Clémence rit. Les deux autres, qui tranquillement causaient, relevèrent la tête.

— Qu'est-ce qu'elle a encore à rire?

— Rien. Taisez-vous d'abord, commanda Henriette. Vous savez qu'il faut finir avant le déjeuner ; et il est moins le quart. Après ça, le patron m'attrapera si vous n'avez pas fini. Quant à vous, Marguerite, vous verrez.

Et elle lui montra le doigt en menaçant ; puis soudain éclata de rire à la réminiscence de la question sotte. Elle aurait un amoureux certainement, un jour ; mais pour le mariage, comme Mme Freysse. Et alors elle possédera une maison de campagne, à Asnières ; et son mari sera l'associé de M. Freysse, du mari de Marceline.

Jusqu'à midi elle médita cet avenir calme. Elle s'y voyait avec une ombrelle sur le perron de sa villa et en toilette blanche d'été. Elle serait riche. On donnerait des bals… dans les lumières.
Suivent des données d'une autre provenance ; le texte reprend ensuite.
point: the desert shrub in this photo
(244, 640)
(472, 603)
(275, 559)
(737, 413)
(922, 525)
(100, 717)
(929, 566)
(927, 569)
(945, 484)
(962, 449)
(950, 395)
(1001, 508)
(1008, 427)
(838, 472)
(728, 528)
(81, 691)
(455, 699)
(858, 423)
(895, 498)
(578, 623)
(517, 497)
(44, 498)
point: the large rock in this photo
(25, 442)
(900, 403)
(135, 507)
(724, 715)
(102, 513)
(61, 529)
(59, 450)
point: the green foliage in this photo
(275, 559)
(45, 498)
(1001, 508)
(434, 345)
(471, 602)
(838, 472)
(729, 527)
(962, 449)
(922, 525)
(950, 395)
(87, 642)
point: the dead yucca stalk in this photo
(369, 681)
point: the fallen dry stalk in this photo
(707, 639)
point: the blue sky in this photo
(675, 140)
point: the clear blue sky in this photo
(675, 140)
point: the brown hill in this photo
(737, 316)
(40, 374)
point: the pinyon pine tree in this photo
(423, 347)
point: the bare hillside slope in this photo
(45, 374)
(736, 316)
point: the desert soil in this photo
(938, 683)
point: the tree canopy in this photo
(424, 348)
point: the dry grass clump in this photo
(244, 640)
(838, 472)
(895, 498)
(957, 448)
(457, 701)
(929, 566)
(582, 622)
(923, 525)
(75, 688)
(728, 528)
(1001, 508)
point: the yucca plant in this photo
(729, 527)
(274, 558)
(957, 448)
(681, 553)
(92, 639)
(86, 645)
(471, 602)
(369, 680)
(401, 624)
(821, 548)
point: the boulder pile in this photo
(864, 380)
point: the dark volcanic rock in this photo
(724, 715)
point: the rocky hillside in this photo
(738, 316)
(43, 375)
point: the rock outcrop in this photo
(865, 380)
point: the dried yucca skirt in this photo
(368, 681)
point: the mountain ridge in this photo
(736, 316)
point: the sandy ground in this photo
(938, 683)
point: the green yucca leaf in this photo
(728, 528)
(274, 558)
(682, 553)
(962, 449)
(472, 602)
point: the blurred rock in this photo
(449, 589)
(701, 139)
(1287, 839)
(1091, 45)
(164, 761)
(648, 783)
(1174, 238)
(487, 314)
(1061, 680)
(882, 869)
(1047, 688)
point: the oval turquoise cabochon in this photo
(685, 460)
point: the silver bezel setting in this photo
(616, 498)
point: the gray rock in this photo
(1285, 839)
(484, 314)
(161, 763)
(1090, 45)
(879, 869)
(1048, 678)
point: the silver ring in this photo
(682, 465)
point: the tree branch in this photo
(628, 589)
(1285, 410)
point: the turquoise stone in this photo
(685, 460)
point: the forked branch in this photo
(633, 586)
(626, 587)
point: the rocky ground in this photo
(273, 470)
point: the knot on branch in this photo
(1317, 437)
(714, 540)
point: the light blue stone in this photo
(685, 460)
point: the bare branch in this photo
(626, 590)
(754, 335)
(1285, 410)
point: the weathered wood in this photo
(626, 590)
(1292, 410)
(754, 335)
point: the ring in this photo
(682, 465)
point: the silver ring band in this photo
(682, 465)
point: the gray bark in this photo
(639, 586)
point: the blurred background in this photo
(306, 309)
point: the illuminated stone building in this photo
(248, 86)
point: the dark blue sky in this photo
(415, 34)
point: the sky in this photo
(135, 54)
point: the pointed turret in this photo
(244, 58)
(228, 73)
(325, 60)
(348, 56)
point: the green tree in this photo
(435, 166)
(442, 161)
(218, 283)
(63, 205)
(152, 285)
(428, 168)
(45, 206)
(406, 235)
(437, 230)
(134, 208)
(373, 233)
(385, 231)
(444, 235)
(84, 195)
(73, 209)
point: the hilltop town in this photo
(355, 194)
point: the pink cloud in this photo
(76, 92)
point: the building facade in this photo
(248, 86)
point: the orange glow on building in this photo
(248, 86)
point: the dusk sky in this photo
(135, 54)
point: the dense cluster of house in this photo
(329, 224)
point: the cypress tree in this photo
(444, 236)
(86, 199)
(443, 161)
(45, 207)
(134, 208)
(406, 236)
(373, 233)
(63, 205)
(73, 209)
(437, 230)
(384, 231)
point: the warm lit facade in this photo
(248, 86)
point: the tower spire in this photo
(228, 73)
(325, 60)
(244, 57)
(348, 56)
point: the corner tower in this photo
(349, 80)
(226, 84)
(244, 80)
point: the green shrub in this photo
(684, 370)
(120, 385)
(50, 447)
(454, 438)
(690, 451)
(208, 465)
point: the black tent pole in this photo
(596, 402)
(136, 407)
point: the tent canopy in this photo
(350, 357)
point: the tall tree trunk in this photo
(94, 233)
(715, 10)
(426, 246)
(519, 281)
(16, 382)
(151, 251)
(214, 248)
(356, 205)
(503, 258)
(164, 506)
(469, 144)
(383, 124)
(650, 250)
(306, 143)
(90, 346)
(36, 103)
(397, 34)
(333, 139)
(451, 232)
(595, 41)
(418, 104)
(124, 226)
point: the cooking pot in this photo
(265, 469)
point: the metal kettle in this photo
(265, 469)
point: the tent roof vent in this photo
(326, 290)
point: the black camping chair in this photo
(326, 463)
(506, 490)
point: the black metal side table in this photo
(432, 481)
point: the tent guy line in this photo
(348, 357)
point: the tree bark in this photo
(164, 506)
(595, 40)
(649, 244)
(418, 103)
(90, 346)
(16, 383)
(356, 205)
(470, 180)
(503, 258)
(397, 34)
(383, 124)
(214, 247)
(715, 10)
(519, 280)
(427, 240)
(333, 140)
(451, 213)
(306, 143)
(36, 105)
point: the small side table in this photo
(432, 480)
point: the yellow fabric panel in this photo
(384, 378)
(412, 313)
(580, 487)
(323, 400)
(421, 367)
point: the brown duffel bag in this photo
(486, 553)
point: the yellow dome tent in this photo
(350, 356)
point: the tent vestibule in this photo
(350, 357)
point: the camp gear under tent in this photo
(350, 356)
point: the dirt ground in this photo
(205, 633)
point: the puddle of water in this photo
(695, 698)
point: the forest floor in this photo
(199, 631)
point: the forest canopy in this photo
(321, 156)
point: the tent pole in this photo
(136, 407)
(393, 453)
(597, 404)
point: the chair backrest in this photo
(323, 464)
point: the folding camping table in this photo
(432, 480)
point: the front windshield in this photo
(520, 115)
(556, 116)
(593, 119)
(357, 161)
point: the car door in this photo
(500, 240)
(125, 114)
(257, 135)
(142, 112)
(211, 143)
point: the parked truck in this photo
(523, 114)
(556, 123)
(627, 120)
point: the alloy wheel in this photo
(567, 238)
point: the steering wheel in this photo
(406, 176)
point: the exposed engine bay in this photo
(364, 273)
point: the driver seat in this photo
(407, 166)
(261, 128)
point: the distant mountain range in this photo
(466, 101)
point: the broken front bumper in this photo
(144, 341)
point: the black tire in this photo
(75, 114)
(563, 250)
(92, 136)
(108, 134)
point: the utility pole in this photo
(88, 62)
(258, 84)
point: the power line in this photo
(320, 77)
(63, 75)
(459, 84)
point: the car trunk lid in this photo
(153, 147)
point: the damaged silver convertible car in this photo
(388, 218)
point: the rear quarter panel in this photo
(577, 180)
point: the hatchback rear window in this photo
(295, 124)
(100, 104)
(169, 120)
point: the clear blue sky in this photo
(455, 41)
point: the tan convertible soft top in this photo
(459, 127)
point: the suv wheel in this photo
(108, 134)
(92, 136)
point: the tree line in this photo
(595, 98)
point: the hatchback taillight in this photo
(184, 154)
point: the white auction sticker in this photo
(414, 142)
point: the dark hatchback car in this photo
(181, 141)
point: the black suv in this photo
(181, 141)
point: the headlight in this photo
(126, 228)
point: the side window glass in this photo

L'après-midi, M. Freysse sorti, Marceline gardait seule le magasin. Dehors, l'avenue bleuâtre et les équipages bleus. Des gens bien vêtus circulent, s'arrêtent un instant près l'étalage. Dedans, la bleue réfraction des hautes vitres grisaille les vibrances des nuances. Une paix torpide, où sombre le regret de son passé, envahit Marceline.